Une belle histoire
Daniel Plainview est un homme qui raconte des histoires. Où qu’il aille, il parle une langue droite qui voit loin, au-delà des négociations, des chantiers, et des hommes. Il voit l’histoire des terres qu’il vient conquérir, et qu’il emporte loin sur le chemin du progrés.
Le plus troublant est que tout le monde l’écoute parler haut et fort, croit ou veut croire à son discours, et se laisse endormir. Ils ne répondent pas. La preuve, il n’y a pas de contrechamp. Ils ne comptent pas. L’histoire s’imposent à eux, sans qu’ils aient même à acquiescer. La question c’est : à quoi croient-ils ? A Dieu ? A l’argent ? Ils veulent survivre, c’est tout. Il n’ont ni mots, ni de visages. Ils suivent, c’est tout. Ils regardent jouer et exister ceux qui jouent, ce qui se joue. Le sang, c’est eux. Ils ne purifient pas, ils sanctifient ceux dont ils font la fortune.

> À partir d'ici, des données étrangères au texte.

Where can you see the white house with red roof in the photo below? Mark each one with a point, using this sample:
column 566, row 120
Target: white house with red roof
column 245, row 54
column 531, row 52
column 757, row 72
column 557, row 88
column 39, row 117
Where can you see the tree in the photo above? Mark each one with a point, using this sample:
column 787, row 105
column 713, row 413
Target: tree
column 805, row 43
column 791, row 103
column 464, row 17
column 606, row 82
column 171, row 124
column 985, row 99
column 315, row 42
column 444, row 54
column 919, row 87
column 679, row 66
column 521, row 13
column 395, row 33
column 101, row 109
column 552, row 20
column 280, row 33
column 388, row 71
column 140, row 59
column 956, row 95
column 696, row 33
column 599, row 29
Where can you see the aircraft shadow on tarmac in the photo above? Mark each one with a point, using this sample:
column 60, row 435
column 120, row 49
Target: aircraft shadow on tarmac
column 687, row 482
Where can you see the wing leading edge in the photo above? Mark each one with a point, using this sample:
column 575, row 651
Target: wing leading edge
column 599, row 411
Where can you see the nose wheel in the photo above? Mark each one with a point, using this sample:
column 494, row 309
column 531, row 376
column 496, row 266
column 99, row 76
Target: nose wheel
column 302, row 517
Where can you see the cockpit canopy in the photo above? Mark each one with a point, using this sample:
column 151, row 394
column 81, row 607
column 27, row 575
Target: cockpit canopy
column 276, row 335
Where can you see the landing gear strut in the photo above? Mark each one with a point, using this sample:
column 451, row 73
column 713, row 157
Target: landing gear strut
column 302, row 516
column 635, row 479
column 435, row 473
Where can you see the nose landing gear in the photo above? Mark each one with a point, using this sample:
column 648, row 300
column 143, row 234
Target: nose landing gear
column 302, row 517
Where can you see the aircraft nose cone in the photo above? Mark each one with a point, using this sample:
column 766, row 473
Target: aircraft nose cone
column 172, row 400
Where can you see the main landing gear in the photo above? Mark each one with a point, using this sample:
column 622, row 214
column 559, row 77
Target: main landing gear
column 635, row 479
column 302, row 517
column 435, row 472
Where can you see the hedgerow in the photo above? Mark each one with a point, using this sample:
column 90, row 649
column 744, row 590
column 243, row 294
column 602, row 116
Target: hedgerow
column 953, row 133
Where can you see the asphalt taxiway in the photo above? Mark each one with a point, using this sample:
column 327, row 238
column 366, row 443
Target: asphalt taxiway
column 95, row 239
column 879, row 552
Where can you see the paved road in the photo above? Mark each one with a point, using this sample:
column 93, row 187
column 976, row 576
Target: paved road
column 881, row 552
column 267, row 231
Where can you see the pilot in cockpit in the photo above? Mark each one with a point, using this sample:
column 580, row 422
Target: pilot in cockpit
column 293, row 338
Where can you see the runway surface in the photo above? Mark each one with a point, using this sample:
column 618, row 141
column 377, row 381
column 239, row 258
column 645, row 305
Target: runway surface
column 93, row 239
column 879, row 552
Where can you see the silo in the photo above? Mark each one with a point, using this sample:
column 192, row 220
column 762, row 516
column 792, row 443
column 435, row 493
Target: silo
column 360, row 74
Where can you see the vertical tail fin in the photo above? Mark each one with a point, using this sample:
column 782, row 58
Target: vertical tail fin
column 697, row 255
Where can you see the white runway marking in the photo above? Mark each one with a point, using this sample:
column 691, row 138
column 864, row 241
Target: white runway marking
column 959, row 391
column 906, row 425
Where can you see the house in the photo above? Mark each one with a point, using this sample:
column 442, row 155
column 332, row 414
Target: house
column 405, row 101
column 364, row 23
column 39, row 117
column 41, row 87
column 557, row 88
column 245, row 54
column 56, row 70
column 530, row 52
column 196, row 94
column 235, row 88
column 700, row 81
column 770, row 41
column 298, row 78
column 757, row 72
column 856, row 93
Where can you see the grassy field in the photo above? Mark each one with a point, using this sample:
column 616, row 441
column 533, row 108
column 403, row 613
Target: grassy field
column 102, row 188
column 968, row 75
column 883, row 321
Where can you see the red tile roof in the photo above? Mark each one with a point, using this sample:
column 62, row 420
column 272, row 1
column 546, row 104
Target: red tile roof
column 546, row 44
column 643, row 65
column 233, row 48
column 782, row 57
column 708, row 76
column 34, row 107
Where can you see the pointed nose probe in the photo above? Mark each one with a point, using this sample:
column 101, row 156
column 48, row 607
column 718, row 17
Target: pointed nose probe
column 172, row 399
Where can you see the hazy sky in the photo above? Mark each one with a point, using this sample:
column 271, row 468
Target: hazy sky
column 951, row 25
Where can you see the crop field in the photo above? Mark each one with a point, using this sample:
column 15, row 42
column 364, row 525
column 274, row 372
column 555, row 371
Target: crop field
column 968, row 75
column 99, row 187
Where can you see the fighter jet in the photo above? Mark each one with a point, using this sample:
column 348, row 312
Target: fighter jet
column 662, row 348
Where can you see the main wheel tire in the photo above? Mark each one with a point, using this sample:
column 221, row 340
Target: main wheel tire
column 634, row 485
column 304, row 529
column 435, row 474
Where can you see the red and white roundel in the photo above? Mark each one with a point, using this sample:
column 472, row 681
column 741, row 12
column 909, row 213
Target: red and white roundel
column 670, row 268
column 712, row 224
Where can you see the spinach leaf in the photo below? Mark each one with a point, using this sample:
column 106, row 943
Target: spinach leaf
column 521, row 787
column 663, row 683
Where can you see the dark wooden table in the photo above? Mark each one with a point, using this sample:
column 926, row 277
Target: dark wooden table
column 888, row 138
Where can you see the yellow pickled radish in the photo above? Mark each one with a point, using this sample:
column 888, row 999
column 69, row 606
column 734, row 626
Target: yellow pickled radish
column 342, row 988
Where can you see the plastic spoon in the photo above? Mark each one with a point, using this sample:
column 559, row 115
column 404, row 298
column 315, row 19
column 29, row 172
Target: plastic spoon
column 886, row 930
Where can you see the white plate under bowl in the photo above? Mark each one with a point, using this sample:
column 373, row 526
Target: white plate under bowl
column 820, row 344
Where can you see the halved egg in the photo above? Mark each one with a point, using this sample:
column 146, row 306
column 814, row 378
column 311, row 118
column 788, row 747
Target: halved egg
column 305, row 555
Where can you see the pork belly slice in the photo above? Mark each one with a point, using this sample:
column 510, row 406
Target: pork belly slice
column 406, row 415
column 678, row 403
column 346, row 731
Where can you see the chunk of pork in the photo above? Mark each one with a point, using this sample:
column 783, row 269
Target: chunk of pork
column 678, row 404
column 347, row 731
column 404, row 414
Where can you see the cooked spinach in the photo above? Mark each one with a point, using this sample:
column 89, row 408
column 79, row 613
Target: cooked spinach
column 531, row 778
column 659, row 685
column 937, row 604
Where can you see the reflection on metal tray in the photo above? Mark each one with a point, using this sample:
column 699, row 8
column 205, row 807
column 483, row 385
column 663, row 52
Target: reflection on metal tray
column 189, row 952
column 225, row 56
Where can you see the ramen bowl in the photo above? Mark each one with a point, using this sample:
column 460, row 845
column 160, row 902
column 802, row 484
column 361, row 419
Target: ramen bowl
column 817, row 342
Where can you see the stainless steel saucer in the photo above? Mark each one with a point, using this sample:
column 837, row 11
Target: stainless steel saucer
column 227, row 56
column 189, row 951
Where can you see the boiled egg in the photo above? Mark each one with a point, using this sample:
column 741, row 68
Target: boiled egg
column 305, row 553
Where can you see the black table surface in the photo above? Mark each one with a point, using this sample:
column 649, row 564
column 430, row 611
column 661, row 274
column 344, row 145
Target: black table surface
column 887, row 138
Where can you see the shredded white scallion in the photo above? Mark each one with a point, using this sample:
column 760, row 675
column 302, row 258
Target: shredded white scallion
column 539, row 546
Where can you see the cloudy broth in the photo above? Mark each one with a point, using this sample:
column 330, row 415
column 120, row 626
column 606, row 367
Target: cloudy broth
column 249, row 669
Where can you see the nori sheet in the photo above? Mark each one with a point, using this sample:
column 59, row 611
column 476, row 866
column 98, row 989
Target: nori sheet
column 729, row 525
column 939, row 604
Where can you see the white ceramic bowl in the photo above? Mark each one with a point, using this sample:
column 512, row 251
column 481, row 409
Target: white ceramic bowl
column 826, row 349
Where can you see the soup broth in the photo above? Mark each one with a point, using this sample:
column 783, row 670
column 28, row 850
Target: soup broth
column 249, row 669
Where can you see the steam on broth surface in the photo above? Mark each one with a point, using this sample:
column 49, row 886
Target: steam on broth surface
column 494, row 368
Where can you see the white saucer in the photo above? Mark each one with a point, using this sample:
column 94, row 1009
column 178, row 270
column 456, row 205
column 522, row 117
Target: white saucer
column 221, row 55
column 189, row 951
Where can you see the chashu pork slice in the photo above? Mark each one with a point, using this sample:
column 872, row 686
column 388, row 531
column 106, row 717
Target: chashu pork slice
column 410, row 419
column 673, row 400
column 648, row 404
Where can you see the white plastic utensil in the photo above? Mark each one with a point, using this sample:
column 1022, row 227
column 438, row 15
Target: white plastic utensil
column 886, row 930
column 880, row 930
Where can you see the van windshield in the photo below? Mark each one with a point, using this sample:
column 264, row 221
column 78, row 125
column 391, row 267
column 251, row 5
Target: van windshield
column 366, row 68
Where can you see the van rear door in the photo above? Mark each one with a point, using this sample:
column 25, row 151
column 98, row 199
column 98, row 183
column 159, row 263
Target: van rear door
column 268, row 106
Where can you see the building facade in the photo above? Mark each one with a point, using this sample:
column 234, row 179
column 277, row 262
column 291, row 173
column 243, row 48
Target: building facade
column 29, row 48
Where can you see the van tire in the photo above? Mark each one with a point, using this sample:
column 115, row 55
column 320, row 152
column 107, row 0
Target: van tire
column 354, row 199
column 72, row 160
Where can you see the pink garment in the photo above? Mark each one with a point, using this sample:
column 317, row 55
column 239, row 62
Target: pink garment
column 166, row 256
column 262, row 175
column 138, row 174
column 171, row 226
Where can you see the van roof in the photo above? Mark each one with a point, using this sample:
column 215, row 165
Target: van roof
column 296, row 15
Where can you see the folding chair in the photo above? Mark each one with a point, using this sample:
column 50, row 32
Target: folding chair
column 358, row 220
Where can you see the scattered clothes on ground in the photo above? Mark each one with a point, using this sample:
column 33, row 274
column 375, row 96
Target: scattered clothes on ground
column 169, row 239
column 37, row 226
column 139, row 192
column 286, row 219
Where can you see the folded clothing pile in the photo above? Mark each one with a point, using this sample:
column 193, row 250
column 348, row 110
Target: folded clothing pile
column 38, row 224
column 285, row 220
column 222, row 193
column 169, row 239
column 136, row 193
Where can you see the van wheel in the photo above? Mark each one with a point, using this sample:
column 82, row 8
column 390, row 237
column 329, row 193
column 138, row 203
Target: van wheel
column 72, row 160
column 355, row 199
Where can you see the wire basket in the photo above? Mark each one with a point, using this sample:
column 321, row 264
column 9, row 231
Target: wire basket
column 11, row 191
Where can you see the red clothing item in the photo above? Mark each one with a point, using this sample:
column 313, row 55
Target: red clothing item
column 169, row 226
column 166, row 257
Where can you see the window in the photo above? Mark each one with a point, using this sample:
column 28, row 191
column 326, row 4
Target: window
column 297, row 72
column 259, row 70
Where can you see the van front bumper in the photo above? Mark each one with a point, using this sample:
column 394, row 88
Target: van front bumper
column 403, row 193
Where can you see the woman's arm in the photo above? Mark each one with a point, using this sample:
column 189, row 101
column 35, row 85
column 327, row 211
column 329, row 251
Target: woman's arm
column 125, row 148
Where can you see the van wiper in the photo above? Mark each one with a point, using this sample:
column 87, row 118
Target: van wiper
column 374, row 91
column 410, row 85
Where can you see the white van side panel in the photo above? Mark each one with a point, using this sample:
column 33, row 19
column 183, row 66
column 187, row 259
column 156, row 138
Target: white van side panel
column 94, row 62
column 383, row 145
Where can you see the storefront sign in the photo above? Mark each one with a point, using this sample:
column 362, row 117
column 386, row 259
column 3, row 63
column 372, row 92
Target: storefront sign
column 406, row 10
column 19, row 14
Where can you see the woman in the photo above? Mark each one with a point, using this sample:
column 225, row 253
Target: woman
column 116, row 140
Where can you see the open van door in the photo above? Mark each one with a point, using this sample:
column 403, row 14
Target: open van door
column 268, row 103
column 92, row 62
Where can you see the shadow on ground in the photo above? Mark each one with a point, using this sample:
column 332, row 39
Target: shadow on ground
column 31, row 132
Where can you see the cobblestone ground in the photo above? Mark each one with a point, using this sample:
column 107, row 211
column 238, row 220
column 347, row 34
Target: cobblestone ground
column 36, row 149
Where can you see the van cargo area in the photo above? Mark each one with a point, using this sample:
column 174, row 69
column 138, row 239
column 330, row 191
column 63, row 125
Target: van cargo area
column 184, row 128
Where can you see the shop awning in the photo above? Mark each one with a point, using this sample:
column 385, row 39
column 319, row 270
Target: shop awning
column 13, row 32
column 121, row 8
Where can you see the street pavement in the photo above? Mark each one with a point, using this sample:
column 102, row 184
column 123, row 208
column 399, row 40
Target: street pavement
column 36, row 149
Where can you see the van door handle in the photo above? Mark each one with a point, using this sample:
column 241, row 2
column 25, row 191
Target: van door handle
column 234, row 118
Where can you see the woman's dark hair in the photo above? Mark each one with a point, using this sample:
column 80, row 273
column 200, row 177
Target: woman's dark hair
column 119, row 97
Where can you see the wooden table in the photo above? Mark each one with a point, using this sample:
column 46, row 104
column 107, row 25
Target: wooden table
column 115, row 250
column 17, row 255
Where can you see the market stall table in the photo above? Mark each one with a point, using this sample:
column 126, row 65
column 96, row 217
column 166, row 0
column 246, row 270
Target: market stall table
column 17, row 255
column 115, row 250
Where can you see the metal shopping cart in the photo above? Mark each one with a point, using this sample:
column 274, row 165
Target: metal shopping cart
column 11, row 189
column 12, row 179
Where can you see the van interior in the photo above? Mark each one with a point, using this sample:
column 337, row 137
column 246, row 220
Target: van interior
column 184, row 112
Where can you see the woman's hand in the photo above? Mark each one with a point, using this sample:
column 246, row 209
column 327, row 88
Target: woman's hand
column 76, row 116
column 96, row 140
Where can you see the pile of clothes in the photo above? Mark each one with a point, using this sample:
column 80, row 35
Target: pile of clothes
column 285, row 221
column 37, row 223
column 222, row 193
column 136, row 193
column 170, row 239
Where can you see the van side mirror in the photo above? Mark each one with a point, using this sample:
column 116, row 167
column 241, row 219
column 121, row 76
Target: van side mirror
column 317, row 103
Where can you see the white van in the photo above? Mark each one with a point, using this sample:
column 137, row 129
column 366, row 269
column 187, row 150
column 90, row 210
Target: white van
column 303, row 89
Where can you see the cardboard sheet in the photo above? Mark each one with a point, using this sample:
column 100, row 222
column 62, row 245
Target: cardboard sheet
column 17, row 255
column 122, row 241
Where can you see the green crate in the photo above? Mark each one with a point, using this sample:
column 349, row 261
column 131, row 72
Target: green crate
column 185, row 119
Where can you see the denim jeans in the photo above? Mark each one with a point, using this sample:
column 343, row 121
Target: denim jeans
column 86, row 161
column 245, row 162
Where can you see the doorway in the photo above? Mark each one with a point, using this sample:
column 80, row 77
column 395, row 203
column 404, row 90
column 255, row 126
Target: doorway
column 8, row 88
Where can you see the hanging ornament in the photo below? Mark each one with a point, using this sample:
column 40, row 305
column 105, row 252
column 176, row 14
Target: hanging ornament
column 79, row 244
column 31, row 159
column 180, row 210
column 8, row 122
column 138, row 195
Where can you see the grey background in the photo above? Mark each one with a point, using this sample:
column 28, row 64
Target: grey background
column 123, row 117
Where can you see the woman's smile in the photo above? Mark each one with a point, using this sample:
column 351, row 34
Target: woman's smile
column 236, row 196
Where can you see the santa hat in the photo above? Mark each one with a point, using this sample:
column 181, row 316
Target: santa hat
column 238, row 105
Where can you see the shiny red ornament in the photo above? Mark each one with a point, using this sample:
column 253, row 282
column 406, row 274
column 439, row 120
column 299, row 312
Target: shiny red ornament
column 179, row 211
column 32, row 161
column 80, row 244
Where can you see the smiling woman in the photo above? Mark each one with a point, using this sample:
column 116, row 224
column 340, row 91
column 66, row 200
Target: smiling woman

Derrière les idées qu’on se fait, il y a l’histoire qui souffle et fait tout avancer. Elle jongle avec les masques, qui rient et grimacent. Elle gronde d’un bruit sourd qu’on perçoit dés le début, sous terre ou dans l’air. Manière d’avertir que quelque chose se cache et va surgir. Le film entier est parcouru d’ombres, des personnages passent qu’on perd de vue l’espace d’un traveling, une part du champ nous échappe. Et l’on croit à juste titre que cette part cache quelque chose.
Les ombres participent de l’histoire. Elles font croire à des choses qui n’existent pas, pour mieux détourner de l’essentiel qui se tient sous les yeux. Le sacrifice de tous au progrès. D’où cette tristesse si fragile qu’on perçoit tout au long du film, qui annonce et suit la violence, la rend moins tragique et plus douce.
Je songe à La porte du Paradis, à cette cigarette fumée sur un bateau. A ces situations extrêmes au terme desquelles on se dit que rien ne sera plus comme avant.
Le progrès du pionnier, c’est l’amputation.